Non, ce n’est pas le titre d’un Duras inédit, retrouvé entre une caisse de Saussignac et un flacon de Pécharmant, mais le commentaire exaspéré, répété d’une voix monocorde par une spectatrice obstinément autoritaire, lors de l’annonce de l’ouvreur invitant le public à éteindre son téléphone mobile avant le concert. C’est que le Quatuor Ardeo aura à s’installer devant le décor de Mimi, piano décati et statue de Madone compris [lire notre chronique du 19 novembre 2014]. Pourtant, il y a là un je-ne-sais-quoi qui n’est pas déplaisant dans son négligé (avis que ne semble pas partager ladite dame), une aura désolée sourdant d’une alcôve de ténèbres urbaines.

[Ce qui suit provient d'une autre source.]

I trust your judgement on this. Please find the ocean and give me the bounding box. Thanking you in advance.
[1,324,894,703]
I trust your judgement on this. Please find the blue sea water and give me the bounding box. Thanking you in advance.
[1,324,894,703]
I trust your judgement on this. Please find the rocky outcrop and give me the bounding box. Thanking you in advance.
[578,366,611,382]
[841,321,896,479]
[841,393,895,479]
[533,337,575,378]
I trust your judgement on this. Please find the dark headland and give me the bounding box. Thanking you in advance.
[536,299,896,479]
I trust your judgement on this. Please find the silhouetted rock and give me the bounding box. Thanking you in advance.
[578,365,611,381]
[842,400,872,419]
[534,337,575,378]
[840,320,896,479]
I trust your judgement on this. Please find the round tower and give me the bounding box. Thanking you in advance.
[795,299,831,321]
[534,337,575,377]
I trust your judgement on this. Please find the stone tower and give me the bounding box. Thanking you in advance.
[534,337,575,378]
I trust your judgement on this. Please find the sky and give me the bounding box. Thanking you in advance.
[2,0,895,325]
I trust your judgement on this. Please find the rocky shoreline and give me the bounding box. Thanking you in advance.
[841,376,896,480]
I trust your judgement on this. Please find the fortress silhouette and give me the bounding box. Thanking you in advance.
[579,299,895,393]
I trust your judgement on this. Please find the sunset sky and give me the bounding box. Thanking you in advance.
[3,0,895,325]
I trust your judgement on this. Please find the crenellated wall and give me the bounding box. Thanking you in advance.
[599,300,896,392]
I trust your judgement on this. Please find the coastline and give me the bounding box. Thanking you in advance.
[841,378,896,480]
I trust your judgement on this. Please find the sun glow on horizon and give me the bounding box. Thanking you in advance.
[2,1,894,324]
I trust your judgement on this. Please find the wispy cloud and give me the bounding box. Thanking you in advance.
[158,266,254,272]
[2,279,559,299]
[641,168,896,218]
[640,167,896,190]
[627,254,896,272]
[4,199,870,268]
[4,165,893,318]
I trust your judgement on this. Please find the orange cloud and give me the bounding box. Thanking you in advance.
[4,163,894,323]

Dans le cadre de La belle saison-Concerts halls du Théâtre des Bouffes du nord, nous retrouvons les violonistes Carole Petitdemange et Mi-Sa Yang, Noriko Inoué à l’alto et la violoncelliste Joëlle Martinez, c’est-à-dire le Quatuor Ardeo que toujours nous avons plaisir à entendre [lire notre chronique du 16 octobre 2010 et notre critique du CD Koechlin, salué d’une Anaclase!]. C’est à Paris en février 1832 que fut joué pour la première fois le Quatuor en la mineur Op.13 de Felix Mendelssohn. Ardeo en aborde l’introït Adagio de l’Allegro vivace dans une diaphanéité un rien livide, le mouvement lui-même s’élevant dans une clarté plus franche. Nerveuse, la tonicité de l’articulation sonne un peu rêche, hantée d’une mélancolie aphasique qui situe l’interprétation dans l’anémie du déprimé plutôt que dans la révolution intérieure – n’est-ce pas aussi cela, le romantisme ? Après un Adagio non lento à l’expressivité heurtée, pour ne pas dire ingrate, l’Intermezzo satisfait plus : l’inflexion aimable de sa chanson dansée est traversée d’un sourire cireux, moins simple que d’attendu. Toutefois, nos quartettistes n’enchanteront pas l’oreille, ce soir, avec une curieuse aigreur de la sonorité générale et un fugato qui gratouille en hors-piste. On les connaît en meilleure forme, indéniablement, ce que confirme l’ultime épisode de cette page.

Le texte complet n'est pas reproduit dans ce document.